The Civil War is often thought of being boring from a standpoint of small arms development. Nothing could be further from the truth. At the war;s outbreak, many second-line and state militia outfits were armed with smoothbore percussion muzzleloaders, despite the Army’s adoption of a Minie-ball rifle-musket five years earlier. Some of those smoothbore muskets were .69 caliber converted flintlocks. Even at Gettysburg, whole regiments in both armies were firing round balls from smoothbores. By war’s end, the metallic fixed cartridge breechloader had proven its superiority and adaptability, and thanks to this new technology, new repeaters and machine guns were entering service, and something like a recoiling carriage was developed for artillery (it would take decades more for hydraulics to enable a truly practical version, however).
These developments were closely watched by European and Asian officers detailed as observers to the American armies and so they spread worldwide with great rapidity.
In addition, some of the Europeans’ small arms got a combat test, because neither the industry-poor Confederacy nor the industry-rich Union could produce enough modern firearms fast enough to arm new regiments and to reconstitute after losses. (The Austrian Lorenz, an equivalent to the M1855 or M1861 from the ill-fated Harper’s Ferry and surviving Springfield arsenals, was probably the most widely issued of these).
And the same logistics problem that made the Americans of both nations willing to scour the arsenals, factories and arms bazaars of Europe, meany that every small shop that could perhaps produce muskets, parts or bayonets was rapidly reorganized for that purpose. This was especially true in the South, where both manufacturing capacity and raw materials feedstocks were critically low.
Enter the website Civil War Arsenal, one man’s blog about the CW weapons that he, descended from Revolutionary and Confederate soldiers, collects. There is a heavy emphasis on Confederate weapons, a field of collecting beset by confusion and fakes.

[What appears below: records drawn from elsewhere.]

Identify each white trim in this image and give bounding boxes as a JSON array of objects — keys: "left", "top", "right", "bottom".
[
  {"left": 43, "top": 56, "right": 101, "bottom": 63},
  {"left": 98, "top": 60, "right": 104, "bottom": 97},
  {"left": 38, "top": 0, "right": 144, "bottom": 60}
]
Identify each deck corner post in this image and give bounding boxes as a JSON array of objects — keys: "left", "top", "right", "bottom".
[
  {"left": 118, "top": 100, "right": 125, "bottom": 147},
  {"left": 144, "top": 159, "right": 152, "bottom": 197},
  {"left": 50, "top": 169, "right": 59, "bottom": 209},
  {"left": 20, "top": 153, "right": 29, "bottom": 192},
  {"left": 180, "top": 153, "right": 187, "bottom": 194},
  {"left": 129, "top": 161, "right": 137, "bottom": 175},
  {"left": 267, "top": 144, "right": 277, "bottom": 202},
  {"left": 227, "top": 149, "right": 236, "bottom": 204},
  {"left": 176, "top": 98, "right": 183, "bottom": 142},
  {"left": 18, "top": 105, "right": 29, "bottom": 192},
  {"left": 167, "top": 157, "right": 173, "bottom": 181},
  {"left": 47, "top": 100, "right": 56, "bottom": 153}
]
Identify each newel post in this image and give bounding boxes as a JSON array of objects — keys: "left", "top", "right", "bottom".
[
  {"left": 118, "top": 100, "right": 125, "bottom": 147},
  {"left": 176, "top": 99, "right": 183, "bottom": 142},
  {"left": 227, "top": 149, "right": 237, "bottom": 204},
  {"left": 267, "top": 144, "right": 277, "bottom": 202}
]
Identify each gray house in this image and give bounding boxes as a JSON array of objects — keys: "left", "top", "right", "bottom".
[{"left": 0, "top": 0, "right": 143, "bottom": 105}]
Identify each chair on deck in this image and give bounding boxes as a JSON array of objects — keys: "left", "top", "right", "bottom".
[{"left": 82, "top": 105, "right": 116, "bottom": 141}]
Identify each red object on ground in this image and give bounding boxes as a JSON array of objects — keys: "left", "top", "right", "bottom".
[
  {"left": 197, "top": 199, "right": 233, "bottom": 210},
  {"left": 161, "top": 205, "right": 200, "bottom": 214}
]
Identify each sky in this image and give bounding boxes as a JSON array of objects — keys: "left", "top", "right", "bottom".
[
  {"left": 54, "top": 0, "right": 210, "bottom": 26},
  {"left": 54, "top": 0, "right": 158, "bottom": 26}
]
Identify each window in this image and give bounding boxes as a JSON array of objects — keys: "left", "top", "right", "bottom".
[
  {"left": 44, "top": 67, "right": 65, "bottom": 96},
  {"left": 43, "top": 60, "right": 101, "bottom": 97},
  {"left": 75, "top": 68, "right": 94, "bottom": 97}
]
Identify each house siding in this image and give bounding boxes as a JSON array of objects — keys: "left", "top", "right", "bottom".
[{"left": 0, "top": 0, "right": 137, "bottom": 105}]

This page is Gene West’s personal contribution to the memory of his ancestors, but it’s also a fine resource for anyone interested in Civil War arms, especially Rebel ones.
If you’re needing a little more Civil War wisdom, here are some more links:
- An expert on the guns of the Harper’s Ferry Arsenal. With the 1859 John Brown raid this was one of the locations involved in the runup to the war; during the war the arsenal was so badly burned and looted by both armies that it was never rebuilt. Today, a National Historic Site.
- Harper’s Ferry’s competitor inside the government, which would survive for over 100 more years, ws the Springfield Armory. Here is the program from its dedication in 1980 as a National Mechanical Engineering Landmark by the American Society of Mechanical Engineers. (Yes kids, that’s what professionally printed stuff looked like before the invention of the Mac and the Laserwriter).
- VMI hosts an interesting correspondence collection on Virginia’s crash program to update militia arms in the period between Brown’s raid and outbreak of open rebellion.
- Milpas.cc has what seems to be accurate and nearly comprehensive information on Civil War muzzleloading rifles (by Armory of production) and breechloading rifles.
Those links are all good stuff. But today, the tile of Wednesday Weapons Website of the Week belongs to Gene West’s Civil War Armory.